The scene sticks out to me because it seems reminiscent of Star Wars – the Hoth scene or the final assault on the Death Star in Return of the Jedi where we jump around to different pilots in the cockpit radioing things to each other. But those guys were aligned with the hero, so we rooted for them somewhat. We have zero stake in the pilots of The Chronicles of Riddick, and indeed this scene happens so early that we don’t really care, and at the end, it amounts to nothing. The planet’s overtaken, and to Riddick, nothing’s changed.

This movie could have been an interesting story – dark, space-faring science-fiction about the seedy underbelly of the galaxy and the occasional alien.

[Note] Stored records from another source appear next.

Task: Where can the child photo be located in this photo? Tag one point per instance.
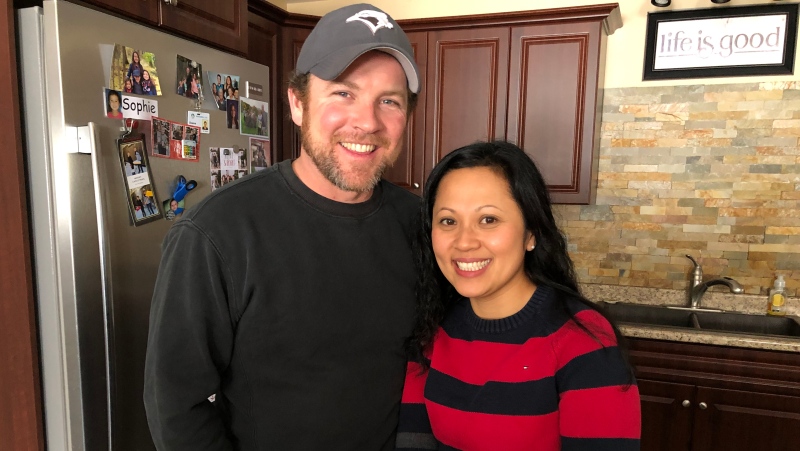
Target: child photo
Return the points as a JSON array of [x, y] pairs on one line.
[[134, 72], [254, 117], [144, 203], [190, 78], [132, 155], [233, 113], [259, 154], [161, 131]]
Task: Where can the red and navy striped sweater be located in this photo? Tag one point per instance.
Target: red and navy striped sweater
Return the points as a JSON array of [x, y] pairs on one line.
[[532, 381]]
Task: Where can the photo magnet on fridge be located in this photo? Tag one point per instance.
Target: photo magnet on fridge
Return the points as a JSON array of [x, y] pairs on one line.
[[143, 204], [223, 87], [198, 119], [134, 72], [254, 117], [190, 77]]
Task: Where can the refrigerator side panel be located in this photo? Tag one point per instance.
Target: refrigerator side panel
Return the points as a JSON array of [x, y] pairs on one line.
[[47, 150], [133, 252]]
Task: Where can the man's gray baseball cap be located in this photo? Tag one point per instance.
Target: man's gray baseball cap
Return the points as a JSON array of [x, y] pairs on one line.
[[343, 35]]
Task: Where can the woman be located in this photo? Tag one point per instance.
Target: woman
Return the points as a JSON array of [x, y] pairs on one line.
[[147, 84], [506, 353], [228, 85], [135, 64], [195, 87]]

From what I understand this is what the video-game Prey 2 is going to be – aside from a total departure from the original. The Chronicles of Riddick is exactly what everyone says it is: overblown. It’s really too bad, and I feel like this may be science-fiction’s second Heaven’s Gate in terms of original material. I know you’re thinking ‘it’s not original – it’s a sequel,’ but I’ll take sequel over remake, reboot, or even adaptation any day. A writer who sits down to his typewriter and bangs out characters, situations, plot points, and in the case of science-fiction, sometimes an entire universe, is incredibly valuable and increasingly on the decline. These people know that you can’t turn up gold in mined areas – though you often run the risk of turning up The Chronicles of Riddick.

It hardly feels original – note how many times I brought up Star Wars in this post…

The tagline should be: There’s a fine line between anti-hero and dick. This summer, it’s crossed.